Culture, Tel Aviv-Yafo
The Tel Aviv Folk Club presents an evening of live folk music.
Four different gigs in one evening
Folk, 60's, Country, Bluegrass, Blues, Jazz, Irish, etc.
(with a possible jam session at the end)
in an acoustic, friendly, intimate and non-smoky ambiance.
On the following dates for 2007:
(the 1st and 3rd Wednesday of each month).
7 Feb, 21 Feb
7 Mar, 21 Mar
11 Apr or 18 Apr (please check)
2 May, 16 May
6 June, 20 June
Summer break till Sep. 5, but there will be hoots in the park during the summer.
Admission: NIS 30
Place: Bikurei Ha'itim Building, 6 Heftman St., Tel Aviv.
For performing / more details, call Ariela: 03-68 37 441
Southern end of Ibn Gvirol, not far from London Ministores.
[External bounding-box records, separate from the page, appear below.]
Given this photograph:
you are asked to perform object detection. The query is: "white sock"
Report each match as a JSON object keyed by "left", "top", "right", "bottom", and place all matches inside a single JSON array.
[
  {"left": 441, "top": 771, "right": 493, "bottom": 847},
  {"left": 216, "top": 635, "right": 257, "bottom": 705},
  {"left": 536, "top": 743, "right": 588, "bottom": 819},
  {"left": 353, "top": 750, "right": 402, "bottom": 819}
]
Bikurei Ha'itim Building is facing the Mifal Hapayis Building. Sprinsak Street leads into Heftman Street.
My friends and I look forward to these evenings, as they are fun and with some entertainers, jokes abound.
The people who take part are amateur and professional musicians and singers from all walks of life.
Most of the songs are sung in English, but we do hear some Hebrew songs too.
We have heard Welsh songs and South African songs, etc. Occasionally we also have the chance to listen to visitors from abroad.
We had a harp player, and only then did I learn how versatile that instrument is, and really enjoyed listening to it. We have people playing all types of instruments, apart from the usual guitar, banjo etc. and I will never be able to name them all! A few I have never even seen before. That shows how varied the programs are here.
My photo shows artists from our last gig.
There are folk evenings each month near Karmiel and in Jerusalem. For info on the Karmiel Folk Club: 053-414 544
The next Winter Weekend will take place at Nof Ginosar in May 2007. Onsite Hotel Rooms
04-6700320. Onsite Pundak 04-6700311
This large picture suddenly appeared on the side of the British Embassy building in Tel Aviv, corner Hayarkon/Jabotinsky Streets. As I am a great fan of the Queen, it is very much to my liking. It shows the head of the Queen in the middle of a 'hamsa'.
Below is what I found written on a web site explaining what a 'hamsa is'.
"The hamsa hand (Arabic) or hamesh hand (Hebrew) is an old and still popular apotropaic amulet for magical protection from the envious or evil eye. The words hamsa and hamesh mean "five" and refer to the digits on the hand. An alternative Islamic name for this charm is the Hand of Fatima, in reference to the daughter of Mohammed. An alternative Jewish name for it is the Hand of Miriam, in reference to the sister of Moses and Aaron".
Hamsot are very popular here and you will find them in many shops and in many forms, either as wall hangings or jewellery.
Now for tfu.. This word is more difficult to explain, but I'll try. If you say, for example , "he's looking good, tfu, tfu, tfu" - you are saying "he's looking good, and let him stay that way (to do with the evil eye).
Bench project. It's been a few years since Tel Aviv Municipality started asking different artists to participate in a special project along the streets of Tel Aviv.
For instance, last year many penguins were located at street corners and sidewalks of the city in a celebration of the street environment. After 3 months of open-air exhibition the Penguins were sold in a public auction. The money collected was used to install new computers at kindergartens and schools.
This year the project is - benches. At the end of Summer all the benches will be returned to their creators for renovations and then sold. Next year, I'm sure, they'll come up with something new. In the meantime, enjoy our benches with their different shapes and colors, that can be found everywhere in Tel Aviv.
Favorite thing: The Hasan Bek Mosque is the place where Tel Aviv ends and Jaffa starts, it is kind of a border. The mosque was renovated few years ago, and got a new fence as well. It is closed for public and unfortunately you can't go inside. Otherwise, it's old walls would tell you a lot about Tel Aviv's history, since they have seen pretty much everything since the beginning of the last century.
Favorite thing: Look around... You may see many large paintings everywhere, which Rami Meiri voluntarily painted on old and neglected walls.